At-home massages as treatment. It’s a painful but an effective solution. The tendons in this area are stiff, it’s important to massage them to heal them.
- A massage technique for tennis elbow: Extend the problematic arm in front of yourself. With your thumb on the healthy hand search for the most painful spot. Apply pressure with your thumb to the sore area and grab firmly your whole elbow. Move the problematic arm in the wrist up and down and rotate your forearm in the elbow.
- A massage technique for golfer’s elbow: The golf elbow pain comes from bicep or triceps tendons. By applying pressure to the soft tissue, we learn where the pain comes from. If you feel pain right below your bicep, apply pressure to the area with your thumb and preform a bicep lift without any weight. If you feel the pain in the triceps find its ligament on the back side of your elbow and apply pressure with your thumb there. Once more preform a bicep lift without any weight.

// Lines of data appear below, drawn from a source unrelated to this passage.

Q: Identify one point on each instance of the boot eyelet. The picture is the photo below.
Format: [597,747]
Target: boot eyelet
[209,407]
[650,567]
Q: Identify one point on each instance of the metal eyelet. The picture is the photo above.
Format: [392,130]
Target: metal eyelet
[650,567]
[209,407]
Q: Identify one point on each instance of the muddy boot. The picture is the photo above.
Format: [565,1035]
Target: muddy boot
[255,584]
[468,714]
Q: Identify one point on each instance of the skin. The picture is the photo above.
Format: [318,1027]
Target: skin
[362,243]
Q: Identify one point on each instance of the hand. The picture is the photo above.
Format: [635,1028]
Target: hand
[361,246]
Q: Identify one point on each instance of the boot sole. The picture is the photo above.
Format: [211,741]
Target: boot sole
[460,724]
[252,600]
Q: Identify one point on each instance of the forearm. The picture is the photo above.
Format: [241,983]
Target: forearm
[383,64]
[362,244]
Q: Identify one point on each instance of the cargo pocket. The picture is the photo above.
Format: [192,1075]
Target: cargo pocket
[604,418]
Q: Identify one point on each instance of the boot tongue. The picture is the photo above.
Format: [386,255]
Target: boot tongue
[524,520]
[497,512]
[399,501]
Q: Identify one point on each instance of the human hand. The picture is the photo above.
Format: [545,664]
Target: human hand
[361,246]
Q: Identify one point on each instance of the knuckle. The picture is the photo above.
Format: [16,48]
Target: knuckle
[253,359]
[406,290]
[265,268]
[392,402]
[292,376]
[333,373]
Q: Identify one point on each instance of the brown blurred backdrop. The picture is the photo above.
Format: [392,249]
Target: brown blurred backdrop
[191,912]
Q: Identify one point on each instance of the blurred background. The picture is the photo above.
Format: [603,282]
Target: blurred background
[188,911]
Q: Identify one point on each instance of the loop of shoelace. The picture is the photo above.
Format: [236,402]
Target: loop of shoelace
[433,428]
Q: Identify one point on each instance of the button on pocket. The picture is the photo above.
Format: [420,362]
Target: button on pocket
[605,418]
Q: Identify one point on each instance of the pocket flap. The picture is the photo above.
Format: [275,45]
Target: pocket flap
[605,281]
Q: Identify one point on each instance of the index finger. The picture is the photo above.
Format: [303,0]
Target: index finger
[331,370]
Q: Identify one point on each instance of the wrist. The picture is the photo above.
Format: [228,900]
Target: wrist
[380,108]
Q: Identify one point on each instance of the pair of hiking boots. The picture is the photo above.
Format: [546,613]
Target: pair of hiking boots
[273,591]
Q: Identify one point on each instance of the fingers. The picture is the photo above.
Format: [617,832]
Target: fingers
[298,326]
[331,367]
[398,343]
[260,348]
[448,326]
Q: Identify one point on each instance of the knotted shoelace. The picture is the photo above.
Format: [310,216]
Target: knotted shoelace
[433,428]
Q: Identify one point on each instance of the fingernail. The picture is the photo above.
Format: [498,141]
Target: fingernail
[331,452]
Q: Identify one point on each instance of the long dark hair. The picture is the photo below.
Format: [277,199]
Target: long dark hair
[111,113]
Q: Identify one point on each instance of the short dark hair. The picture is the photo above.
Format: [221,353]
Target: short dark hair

How can a physiotherapist help you?
If you cannot get rid of the pain on your own, pay a visit to your doctor or an experienced physiotherapist. Other effective treatments for both tennis and golf elbow:
- Extracorporeal shock wave therapy
- Laser therapy
- Hot therapy wraps
- Steroid injections
- Nonsteroidal anti-inflammatory drugs
How long is the treatment process?
This type of injury takes a long time to heal. Between 12 to 24 months. Be patient and don’t overstrain your elbow right after you feel some release. If the regular treatment doesn’t help you and after two year of therapy your elbow is still not fully functional, you can opt for surgery. The success of surgery is debatable, and you shouldn’t rely on the magical hands of a surgeon.